Jimmy Energy, de son côté, semble progresser sans faux pas majeurs. Sur le plan réglementaire, l’entreprise a déposé début 2024 une demande d’autorisation de création (DAC) auprès de l’Autorité de sûreté nucléaire (ASN), devenant ainsi le premier acteur des SMR à initier cette démarche en France.
Reste la question sensible de l’approvisionnement en uranium, dans un contexte géopolitique tendu. « L’entreprise s’appuie sur un type d’uranium enrichi plus performant. À ce stade, Jimmy a sécurisé son approvisionnement », assure Sébastien Le Roy. « Cela va permettre à l’entreprise de déployer ses premiers sites industriels sans difficulté. Cela constitue également une barrière à l’entrée significative, dans un contexte où l’accès à l’uranium enrichi reste complexe. »
Le premier client est déjà identifié : une raffinerie française située en Saône-et-Loire. Et l’intérêt ne se limite pas à l’Hexagone. En France comme ailleurs en Europe, la demande se fait sentir. La mise en service du premier micro-réacteur est désormais attendue à l’horizon 2029-2030, soit un décalage d’environ trois ans par rapport aux prévisions initiales.

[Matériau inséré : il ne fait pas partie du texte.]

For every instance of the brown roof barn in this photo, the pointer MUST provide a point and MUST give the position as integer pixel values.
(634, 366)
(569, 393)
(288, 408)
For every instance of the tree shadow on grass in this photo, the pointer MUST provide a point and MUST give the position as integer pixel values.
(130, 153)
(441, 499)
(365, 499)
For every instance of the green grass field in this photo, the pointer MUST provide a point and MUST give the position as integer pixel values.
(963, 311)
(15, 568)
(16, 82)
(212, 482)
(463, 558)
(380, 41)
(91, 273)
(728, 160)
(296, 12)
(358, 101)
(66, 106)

Une levée de fonds au-delà des attentes
Initialement, Jimmy Energy visait une levée de 50 millions d’euros. Le résultat dépasse les ambitions : plus de 80 millions ont finalement été réunis. Environ la moitié provient de fonds propres, dans un tour mené par le Crédit Mutuel Alliance Fédéral, aux côtés notamment d’ADEME Investissement et des actionnaires historiques, dont Serena. Les 40 millions restants sont apportés par l’État via France 2030.

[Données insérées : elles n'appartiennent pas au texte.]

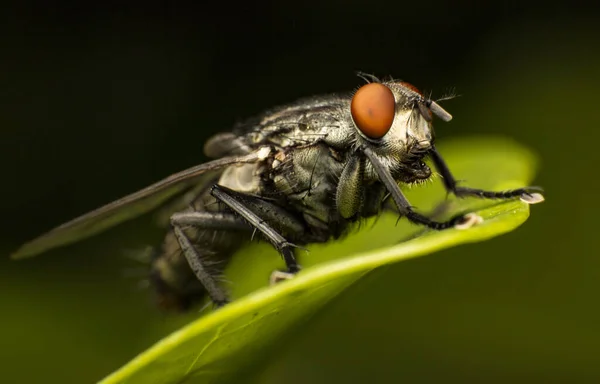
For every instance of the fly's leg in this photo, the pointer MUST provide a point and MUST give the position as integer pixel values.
(204, 220)
(529, 195)
(404, 207)
(247, 207)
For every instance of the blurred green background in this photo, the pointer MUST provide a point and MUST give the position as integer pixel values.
(98, 102)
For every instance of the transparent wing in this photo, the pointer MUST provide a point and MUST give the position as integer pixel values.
(130, 206)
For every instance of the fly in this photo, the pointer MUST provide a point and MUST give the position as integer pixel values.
(298, 174)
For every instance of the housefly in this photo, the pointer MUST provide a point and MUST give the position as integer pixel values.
(298, 174)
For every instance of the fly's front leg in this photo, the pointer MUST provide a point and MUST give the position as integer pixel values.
(404, 207)
(529, 195)
(204, 220)
(261, 215)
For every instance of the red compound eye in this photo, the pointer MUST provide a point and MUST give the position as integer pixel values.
(373, 108)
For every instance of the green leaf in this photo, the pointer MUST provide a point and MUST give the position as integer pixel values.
(246, 332)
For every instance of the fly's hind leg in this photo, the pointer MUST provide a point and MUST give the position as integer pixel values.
(204, 220)
(264, 216)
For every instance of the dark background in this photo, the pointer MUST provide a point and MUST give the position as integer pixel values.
(98, 102)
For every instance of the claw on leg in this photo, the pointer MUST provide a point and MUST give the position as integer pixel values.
(469, 220)
(532, 198)
(278, 276)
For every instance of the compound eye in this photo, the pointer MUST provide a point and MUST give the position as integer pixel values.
(373, 107)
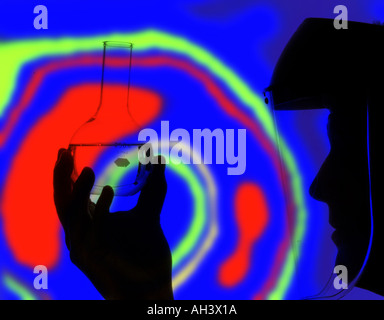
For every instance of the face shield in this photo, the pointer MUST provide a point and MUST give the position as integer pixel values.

« Cette levée de fonds vise à financer la mise sur le marché du premier réacteur nucléaire et à accélérer le développement commercial, tout en anticipant la phase d’industrialisation à venir », souligne Sébastien Le Roy.
L’appui public, lui, dépasse la simple dimension financière. « L’obtention du soutien du gouvernement français constitue un signal très positif. À travers cet appui, l’État valide la pertinence et le potentiel du projet Jimmy. Après un audit approfondi de l’ensemble des projets de réacteurs nucléaires en France, Jimmy figure parmi les rares à avoir franchi toutes les étapes et à avoir obtenu un financement aussi significatif de la part de France 2030. »
Un soutien qui s’inscrit aussi dans une logique plus large. « Le projet revêt également un caractère stratégique du point de vue de la souveraineté énergétique nationale. En France comme en Europe, les signaux politiques et économiques sont aujourd’hui favorables à ce type de projets. »
Une concurrence limitée
Sur ce segment très spécifique, la concurrence directe reste limitée. Calogena peut être mentionnée, mais ses applications visent davantage des usages urbains. Quant aux nombreux projets de SMR annoncés ces dernières années, beaucoup n’ont pas survécu.
Jimmy Energy avance donc avec une certaine prudence, mais aussi confiance, avec l’envie de s’imposer comme un acteur clé de la chaleur industrielle décarbonée.